Building a Live Infrastructure Dashboard with Chaos Monkey: Letting Visitors Break My Cluster
How I built a real-time Kubernetes metrics dashboard that lets visitors delete pods and watch self-healing in action. Covers Prometheus integration, SSE streaming, secure RBAC, and the engineering behind controlled chaos.
Building a Live Infrastructure Dashboard with Chaos Monkey: Letting Visitors Break My Cluster
I wanted to do something a bit reckless: give random internet strangers a button that deletes pods in my Kubernetes cluster.
Not my actual application pods, mind you. But real pods, in a real cluster, getting terminated by anyone who visits my site. Then watching Kubernetes automatically bring them back to life.
Why? Because there's no better way to demonstrate self-healing than letting people break things themselves.
The End Result
Visit /infra on this site and you'll see:
- Real-time metrics from my K3s cluster (pods, memory, CPU, node health)
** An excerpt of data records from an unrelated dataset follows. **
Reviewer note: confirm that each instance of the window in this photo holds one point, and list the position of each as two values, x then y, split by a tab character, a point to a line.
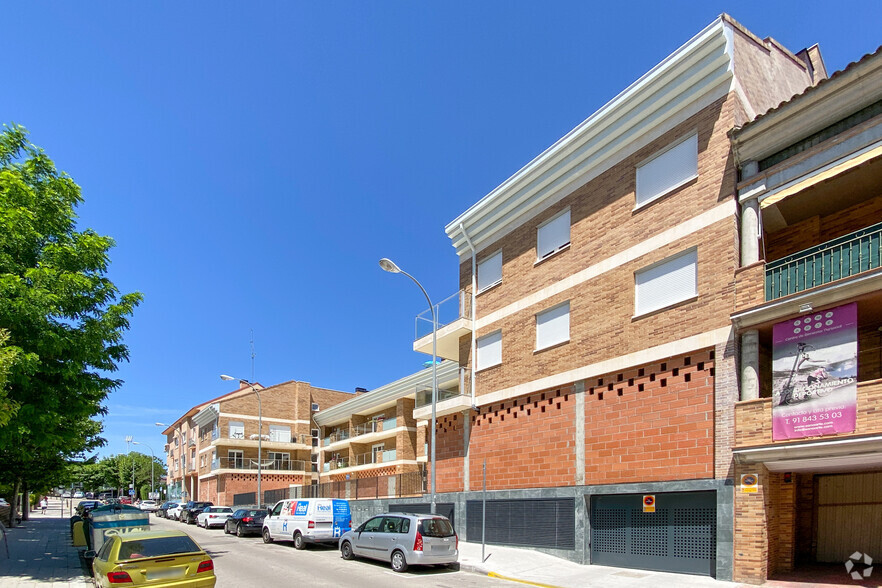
281	461
490	271
553	235
668	170
553	326
666	283
489	350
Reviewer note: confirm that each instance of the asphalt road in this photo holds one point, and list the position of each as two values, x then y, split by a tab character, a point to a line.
247	561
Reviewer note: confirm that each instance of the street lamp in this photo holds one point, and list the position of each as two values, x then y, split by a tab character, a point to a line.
129	439
259	432
389	266
152	460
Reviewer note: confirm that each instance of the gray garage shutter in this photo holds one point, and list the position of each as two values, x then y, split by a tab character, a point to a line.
680	536
530	523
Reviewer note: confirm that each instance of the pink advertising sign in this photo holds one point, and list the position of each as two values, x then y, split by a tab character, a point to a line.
814	374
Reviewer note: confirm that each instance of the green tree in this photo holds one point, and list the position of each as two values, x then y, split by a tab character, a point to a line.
7	358
64	317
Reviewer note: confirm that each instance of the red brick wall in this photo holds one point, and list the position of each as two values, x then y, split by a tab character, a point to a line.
651	423
527	442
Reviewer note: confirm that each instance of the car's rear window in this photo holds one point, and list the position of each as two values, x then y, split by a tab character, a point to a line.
141	548
436	528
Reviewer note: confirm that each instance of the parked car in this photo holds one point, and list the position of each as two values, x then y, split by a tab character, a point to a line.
162	511
148	505
213	516
245	521
155	558
191	510
307	520
174	512
403	539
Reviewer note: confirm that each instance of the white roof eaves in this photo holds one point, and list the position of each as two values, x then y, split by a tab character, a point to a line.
406	386
704	53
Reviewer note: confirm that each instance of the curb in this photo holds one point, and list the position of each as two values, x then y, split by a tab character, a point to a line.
475	569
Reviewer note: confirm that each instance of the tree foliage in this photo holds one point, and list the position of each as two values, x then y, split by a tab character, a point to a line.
65	319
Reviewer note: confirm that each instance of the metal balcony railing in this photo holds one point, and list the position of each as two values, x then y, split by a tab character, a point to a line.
839	258
376	457
424	396
338	435
450	309
246	463
374	426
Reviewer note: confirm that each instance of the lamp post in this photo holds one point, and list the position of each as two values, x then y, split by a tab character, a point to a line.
129	439
152	460
259	432
389	266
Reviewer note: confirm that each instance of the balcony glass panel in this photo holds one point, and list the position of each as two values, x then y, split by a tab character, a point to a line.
834	260
424	396
450	309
- A Chaos Monkey button that deletes a random pod when you click it
- Live updates showing pods terminate and respawn
The whole thing updates every 5 seconds via Server-Sent Events. It's not a simulation—you're looking at actual Prometheus data from my homelab.
Architecture Overview
Here's how all the pieces fit together:
┌─────────────────────────────────────────────────────────────────┐
│ Visitors │
└─────────────────────────────────────────────────────────────────┘
│
▼
┌─────────────────────────────────────────────────────────────────┐
│ /infra Dashboard │
│ ┌─────────────────┐ ┌─────────────────┐ ┌─────────────────┐ │
│ │ Metric Cards │ │ Node Status │ │ Chaos Monkey │ │
│ │ (CPU/Mem/Pods) │ │ (Health List) │ │ (Kill Button) │ │
│ └────────┬────────┘ └────────┬────────┘ └────────┬────────┘ │
└───────────┼─────────────────────┼─────────────────────┼─────────┘
│ │ │
▼ ▼ ▼
┌─────────────────────────────────────────────────────────────────┐
│ API Routes │
│ /api/infra/stream (SSE) /api/infra/chaos (POST) │
└─────────────┬────────────────────────────┬──────────────────────┘
│ │
▼ ▼
┌─────────────────────────┐ ┌─────────────────────────────────┐
│ Prometheus │ │ Kubernetes API │
│ prometheus.geekery.work│ │ kubernetes.default.svc │
│ (Metrics queries) │ │ (Pod deletion) │
└─────────────────────────┘ └─────────────────────────────────┘
Three main components:
- Prometheus Integration - Fetches cluster metrics via PromQL
- SSE Streaming - Pushes updates to the browser every 15 seconds
- Chaos Monkey API - Controlled pod deletion with strict RBAC
Let's dig into each one.
Part 1: Prometheus Integration
The Queries
Prometheus is already running in my cluster, scraping metrics from kube-state-metrics and node-exporter. Here are the PromQL queries that power the dashboard:
// src/lib/infra/queries.ts
export const QUERIES = {
// Total pods in cluster
podCount: 'count(kube_pod_info)',
// Running pods only (sum because the metric is 1 when in phase, 0 otherwise)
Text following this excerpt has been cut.